For families in our service areas
For families in our service areas, this guide explains caregiving and how non-medical in-home caregiving can support care planning in East Idaho, Treasure Valley & Magic Valley, Northern Wasatch, North Central West Virginia, and Northeast Ohio.
Quick Answer
A caregiving agency should be chosen with a structured process: define the need, verify service scope, compare pricing and minimums, review caregiver vetting, ask red-flag questions, and start with a trial schedule that can be changed quickly.
Step-by-Step Framework
1. Define the care need before calling agencies
List the exact tasks your loved one needs help with, the safest days and times for care, fall or memory risks, and whether the need is short-term, respite, or ongoing.
2. Confirm service scope and licensing fit
Ask whether the agency provides non-medical care, skilled home health, or both. Medicare-covered home health has different eligibility and provider rules than private-duty non-medical care.
3. Compare caregiver screening and supervision
Ask how caregivers are interviewed, background checked, trained, matched, supervised, and replaced if the fit is wrong.
4. Get pricing and minimums in writing
Request the hourly rate, minimum shift length, weekend or holiday premiums, cancellation policy, deposit rules, and whether rates change by service type.
5. Start with a measurable trial plan
Use the first one to two weeks to test punctuality, care notes, communication, caregiver fit, and whether the schedule actually relieves family stress.
Caregiving Agency Selection Framework
| Area | What to verify | Why it matters |
|---|---|---|
| Needs assessment | Tasks, schedule, safety risks, family stress, payment path | The agency cannot price or staff accurately without detail. |
| Licensing and scope | Non-medical vs skilled home health and state-specific service boundaries | Families need the right type of provider. |
| Caregiver vetting | Background checks, reference checks, training, supervision | The caregiver match drives quality. |
| Pricing | Rate, minimums, premiums, cancellation, contracts | Total cost is more than hourly rate. |
| Trial start | First-week review and replacement process | Care plans improve after real visits. |
Questions to Ask
- What services are included and what is out of scope?

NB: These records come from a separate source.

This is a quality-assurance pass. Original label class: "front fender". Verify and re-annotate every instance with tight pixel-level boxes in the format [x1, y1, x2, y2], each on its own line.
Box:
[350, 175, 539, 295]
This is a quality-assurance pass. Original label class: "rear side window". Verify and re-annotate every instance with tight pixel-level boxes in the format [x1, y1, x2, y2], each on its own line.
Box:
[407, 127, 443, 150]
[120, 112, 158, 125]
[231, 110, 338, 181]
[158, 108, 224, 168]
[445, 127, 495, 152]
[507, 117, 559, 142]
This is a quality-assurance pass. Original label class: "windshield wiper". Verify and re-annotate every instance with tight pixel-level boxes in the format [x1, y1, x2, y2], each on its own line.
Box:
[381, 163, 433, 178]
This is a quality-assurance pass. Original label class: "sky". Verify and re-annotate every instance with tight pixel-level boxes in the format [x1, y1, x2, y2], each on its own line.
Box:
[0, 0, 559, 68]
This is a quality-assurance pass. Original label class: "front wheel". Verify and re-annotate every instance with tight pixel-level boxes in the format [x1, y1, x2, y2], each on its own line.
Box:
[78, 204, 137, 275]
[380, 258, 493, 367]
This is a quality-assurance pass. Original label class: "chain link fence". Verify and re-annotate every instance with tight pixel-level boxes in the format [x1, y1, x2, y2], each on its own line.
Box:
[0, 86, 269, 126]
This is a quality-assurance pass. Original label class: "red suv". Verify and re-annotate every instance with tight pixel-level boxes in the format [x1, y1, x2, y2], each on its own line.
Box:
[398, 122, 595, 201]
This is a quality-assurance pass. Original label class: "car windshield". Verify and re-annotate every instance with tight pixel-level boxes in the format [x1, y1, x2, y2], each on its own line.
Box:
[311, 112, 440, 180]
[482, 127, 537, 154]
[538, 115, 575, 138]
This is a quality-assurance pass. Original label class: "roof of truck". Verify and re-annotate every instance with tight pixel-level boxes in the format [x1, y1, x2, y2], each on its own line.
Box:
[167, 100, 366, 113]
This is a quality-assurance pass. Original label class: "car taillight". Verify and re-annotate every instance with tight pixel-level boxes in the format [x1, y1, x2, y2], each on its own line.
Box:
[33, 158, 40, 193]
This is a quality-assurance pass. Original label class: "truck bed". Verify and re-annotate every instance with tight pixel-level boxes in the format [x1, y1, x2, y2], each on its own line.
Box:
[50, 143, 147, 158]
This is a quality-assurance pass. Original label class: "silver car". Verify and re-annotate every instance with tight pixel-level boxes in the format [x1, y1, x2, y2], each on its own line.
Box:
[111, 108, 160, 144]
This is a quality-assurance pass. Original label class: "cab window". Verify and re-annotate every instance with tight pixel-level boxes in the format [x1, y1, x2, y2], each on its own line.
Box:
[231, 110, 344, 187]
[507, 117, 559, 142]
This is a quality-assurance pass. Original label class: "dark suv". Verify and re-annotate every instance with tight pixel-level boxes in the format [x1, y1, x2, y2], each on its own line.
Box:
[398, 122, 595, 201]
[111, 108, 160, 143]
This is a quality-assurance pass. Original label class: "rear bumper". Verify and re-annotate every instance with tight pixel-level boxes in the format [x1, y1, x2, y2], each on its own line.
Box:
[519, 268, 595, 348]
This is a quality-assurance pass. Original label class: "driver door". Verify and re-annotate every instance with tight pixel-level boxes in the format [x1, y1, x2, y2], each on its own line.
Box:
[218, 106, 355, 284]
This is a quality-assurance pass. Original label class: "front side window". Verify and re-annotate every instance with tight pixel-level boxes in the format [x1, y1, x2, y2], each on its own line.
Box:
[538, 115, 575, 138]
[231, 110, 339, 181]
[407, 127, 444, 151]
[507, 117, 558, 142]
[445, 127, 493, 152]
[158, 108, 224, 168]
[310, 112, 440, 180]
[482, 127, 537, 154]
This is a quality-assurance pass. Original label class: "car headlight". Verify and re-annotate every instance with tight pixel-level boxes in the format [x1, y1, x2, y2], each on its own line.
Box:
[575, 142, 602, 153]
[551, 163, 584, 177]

- What is the current hourly rate for my ZIP code and care type?
- Is there a minimum number of hours per visit or per week?
- How are caregivers screened, trained, supervised, and replaced?
- Who do we call after hours if a caregiver is late or a care need changes?
- Can the care plan change without a long-term contract?
Red Flags
- The agency will not put pricing, minimums, or cancellation terms in writing.
- The agency promises benefit approval, medical outcomes, or a guaranteed caregiver match.
- The first conversation skips fall risk, memory risk, medication reminders, or home safety.
- You cannot identify who supervises the caregiver or who handles after-hours issues.
- The agency pressures the family into a long-term commitment before the first visit.
Happy to Help Facts Used
- Happy to Help is a non-medical in-home care agency.
- Repo-backed public differentiators include $28-$36/hr, no minimum hours, no long-term contracts, flexible scheduling, companion care, respite care, meal preparation, veteran home care, personal care, and post-hospital support.
- Active public service areas include East Idaho, Treasure Valley and Magic Valley, Northern Wasatch, North Central West Virginia, and Northeast Ohio.
Sources Checked
Last fact-checked: May 18, 2026.
- Happy to Help services
- Happy to Help FAQ
- Medicare home health services
- ACL caregiver support programs
- CareScout 2025 Cost of Care Survey release
Frequently Asked Questions
What questions should I ask a caregiving agency?
Ask about services, hourly rate, minimums, caregiver screening, supervision, backup care, care notes, cancellation terms, and what is outside caregiver scope.
What red flags should I avoid?
Avoid agencies that will not put pricing in writing, cannot explain caregiver screening, promise benefit approval, pressure long contracts, or skip safety questions.
How long should a trial start be?
One to two weeks is often enough to test punctuality, caregiver fit, communication, and whether the schedule relieves family stress.